De qualquer forma, mesmo podendo ser mais abrangente, o Código de Menores foi um grande passo na proteção dos direitos da criança e do adolescente.
Sua utilização no ordenamento ocorreu até a criação da lei nº 8069/90, o Estatuto da Criança e do Adolescente.
Constituição Federal de 1988
Antes disso, só a título informativo, convém ressaltar que a Constituição Federal de 1988 trouxe no seu artigo 227, §6º que “os filhos, havidos ou não da relação do casamento, ou por adoção, terão os mesmos direitos e qualificações, proibidas quaisquer designações discriminatórias relativas à filiação”.
Dessa forma, no ano de 1988, já se observa que o legislador constituinte aboliu quaisquer efeitos discriminatórios presentes nos tipos de adoção existentes, tornando todos os filhos iguais de direito e de fato.
Estatuto da Criança e do Adolescente
O Estatuto da Criança e do Adolescente (ECA) revogou o Código de Menores e consequentemente, a idéia da criança como apenas um objeto de tutela do Estado. Inaugurou-se a idéia da criança e do adolescente como sujeito de direitos, devendo o Estado protegê-los integralmente independentemente de tudo.
Em relação a adoção, o ECA tornou-a irrevogável. Porém, como o Código de 1916 ainda estava em vigor, tal efeito somente cabia a adoção da criança e adolescente menor de 18 anos.
Código Civil de 2002
Nessa mesma esteira, o Código Civil de 2002 foi instituído com o mesmo fim trazido pelo Estatuto da Criança e do Adolescente: proteger integralmente a criança e o adolescente.
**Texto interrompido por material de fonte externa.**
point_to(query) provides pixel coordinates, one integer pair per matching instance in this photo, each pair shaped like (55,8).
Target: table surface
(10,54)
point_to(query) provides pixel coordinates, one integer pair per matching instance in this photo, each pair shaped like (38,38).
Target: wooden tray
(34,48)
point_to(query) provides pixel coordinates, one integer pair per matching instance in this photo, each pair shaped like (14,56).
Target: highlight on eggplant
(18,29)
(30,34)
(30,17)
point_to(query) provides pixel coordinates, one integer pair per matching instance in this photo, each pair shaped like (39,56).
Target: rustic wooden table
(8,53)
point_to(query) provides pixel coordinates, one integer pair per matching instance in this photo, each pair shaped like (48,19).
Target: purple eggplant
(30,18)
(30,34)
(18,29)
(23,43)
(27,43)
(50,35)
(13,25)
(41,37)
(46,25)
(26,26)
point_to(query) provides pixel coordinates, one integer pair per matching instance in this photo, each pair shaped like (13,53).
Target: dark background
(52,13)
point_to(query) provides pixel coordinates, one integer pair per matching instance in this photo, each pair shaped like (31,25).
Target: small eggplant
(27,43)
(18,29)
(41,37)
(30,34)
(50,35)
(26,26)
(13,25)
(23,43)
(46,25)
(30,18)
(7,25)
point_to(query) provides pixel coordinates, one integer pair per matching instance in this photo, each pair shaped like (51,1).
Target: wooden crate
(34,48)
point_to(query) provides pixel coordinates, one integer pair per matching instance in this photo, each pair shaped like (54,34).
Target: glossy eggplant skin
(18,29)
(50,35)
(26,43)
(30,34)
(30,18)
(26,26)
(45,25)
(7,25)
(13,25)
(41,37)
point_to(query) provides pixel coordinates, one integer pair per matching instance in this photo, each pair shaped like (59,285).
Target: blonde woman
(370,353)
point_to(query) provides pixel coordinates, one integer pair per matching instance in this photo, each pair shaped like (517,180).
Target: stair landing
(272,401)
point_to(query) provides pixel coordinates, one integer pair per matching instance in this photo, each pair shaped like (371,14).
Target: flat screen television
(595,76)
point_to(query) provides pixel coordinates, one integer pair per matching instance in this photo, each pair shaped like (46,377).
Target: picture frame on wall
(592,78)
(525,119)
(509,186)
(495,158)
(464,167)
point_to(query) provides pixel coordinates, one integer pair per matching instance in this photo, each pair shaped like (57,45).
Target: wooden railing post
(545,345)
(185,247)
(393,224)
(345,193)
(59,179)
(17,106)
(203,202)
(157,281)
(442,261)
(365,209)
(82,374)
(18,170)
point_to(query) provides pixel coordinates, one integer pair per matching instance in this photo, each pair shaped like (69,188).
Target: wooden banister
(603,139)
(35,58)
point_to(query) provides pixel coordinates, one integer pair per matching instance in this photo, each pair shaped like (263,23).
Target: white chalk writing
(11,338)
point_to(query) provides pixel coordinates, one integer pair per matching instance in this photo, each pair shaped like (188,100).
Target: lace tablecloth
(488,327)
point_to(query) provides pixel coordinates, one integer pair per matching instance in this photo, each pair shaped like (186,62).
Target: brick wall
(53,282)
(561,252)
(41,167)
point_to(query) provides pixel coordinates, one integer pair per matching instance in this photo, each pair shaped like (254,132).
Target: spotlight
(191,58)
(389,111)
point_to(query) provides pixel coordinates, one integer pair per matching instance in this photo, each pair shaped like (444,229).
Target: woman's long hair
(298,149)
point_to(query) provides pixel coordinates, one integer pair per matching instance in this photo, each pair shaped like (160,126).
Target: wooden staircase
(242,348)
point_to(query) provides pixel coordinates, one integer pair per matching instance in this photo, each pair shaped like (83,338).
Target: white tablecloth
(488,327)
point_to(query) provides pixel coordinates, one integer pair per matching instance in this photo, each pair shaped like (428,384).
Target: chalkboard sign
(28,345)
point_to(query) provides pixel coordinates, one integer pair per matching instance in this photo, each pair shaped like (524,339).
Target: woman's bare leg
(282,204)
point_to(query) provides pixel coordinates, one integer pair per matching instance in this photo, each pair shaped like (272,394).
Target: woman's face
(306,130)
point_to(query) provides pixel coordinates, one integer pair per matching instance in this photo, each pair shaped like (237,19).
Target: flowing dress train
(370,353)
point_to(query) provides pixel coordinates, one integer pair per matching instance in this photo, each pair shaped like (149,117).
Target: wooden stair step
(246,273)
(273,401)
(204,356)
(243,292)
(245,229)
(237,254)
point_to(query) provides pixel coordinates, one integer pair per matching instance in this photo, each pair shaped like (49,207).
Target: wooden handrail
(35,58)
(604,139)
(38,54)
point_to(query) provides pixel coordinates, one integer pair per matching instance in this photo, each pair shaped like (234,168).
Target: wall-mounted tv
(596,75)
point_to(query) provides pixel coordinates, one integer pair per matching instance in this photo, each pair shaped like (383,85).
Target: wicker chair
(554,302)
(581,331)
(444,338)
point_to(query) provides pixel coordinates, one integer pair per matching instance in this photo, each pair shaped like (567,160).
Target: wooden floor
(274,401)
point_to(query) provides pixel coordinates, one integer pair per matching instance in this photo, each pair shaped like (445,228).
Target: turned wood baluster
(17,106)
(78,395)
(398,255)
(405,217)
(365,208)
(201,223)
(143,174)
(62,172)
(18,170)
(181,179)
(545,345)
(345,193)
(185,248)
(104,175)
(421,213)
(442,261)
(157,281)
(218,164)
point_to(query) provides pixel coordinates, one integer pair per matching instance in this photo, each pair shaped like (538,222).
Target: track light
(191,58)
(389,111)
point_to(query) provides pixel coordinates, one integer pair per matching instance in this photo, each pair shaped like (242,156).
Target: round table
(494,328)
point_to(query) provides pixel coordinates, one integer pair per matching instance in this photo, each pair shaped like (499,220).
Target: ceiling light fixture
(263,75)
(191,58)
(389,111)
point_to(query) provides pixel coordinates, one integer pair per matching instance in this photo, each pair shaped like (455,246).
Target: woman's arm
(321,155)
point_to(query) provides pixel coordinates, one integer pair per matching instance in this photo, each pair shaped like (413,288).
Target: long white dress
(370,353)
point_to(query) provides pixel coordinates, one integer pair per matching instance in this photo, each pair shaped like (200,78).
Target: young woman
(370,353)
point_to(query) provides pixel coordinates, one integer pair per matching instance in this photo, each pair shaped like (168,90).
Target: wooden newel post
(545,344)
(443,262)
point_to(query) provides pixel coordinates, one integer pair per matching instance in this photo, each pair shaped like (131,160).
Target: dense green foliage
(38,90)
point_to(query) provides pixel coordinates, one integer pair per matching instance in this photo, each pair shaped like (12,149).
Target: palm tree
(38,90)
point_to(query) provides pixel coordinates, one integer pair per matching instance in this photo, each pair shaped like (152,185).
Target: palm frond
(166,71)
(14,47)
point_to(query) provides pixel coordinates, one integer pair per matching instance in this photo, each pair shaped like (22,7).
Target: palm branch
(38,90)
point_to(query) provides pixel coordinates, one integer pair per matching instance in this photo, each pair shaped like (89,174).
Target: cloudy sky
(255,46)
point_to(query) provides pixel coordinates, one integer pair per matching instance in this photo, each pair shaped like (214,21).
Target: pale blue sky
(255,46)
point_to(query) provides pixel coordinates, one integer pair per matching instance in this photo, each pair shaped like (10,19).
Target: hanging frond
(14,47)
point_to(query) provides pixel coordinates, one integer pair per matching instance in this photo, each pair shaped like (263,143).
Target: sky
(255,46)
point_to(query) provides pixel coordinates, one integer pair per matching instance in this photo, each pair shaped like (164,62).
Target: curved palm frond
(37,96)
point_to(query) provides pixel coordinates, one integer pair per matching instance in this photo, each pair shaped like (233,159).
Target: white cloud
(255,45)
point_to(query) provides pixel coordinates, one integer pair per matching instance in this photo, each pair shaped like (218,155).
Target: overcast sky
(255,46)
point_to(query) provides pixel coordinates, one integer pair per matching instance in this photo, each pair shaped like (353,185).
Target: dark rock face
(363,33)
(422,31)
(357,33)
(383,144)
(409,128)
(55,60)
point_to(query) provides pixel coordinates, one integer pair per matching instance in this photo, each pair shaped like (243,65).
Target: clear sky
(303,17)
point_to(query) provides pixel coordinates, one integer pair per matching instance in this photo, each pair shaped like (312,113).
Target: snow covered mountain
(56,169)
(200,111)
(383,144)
Esta finalidade pode ser notada no que concerne a adoção no seu artigo 1625 ao dizer que “somente será admitida a adoção que constituir efetivo beneficio para o adotando”.
Com isso, a adoção simples foi abolida, passando a existir apenas a adoção plena, qual seja adoção com o efeito da irrevogabilidade para melhor proteção da criança e do adolescente.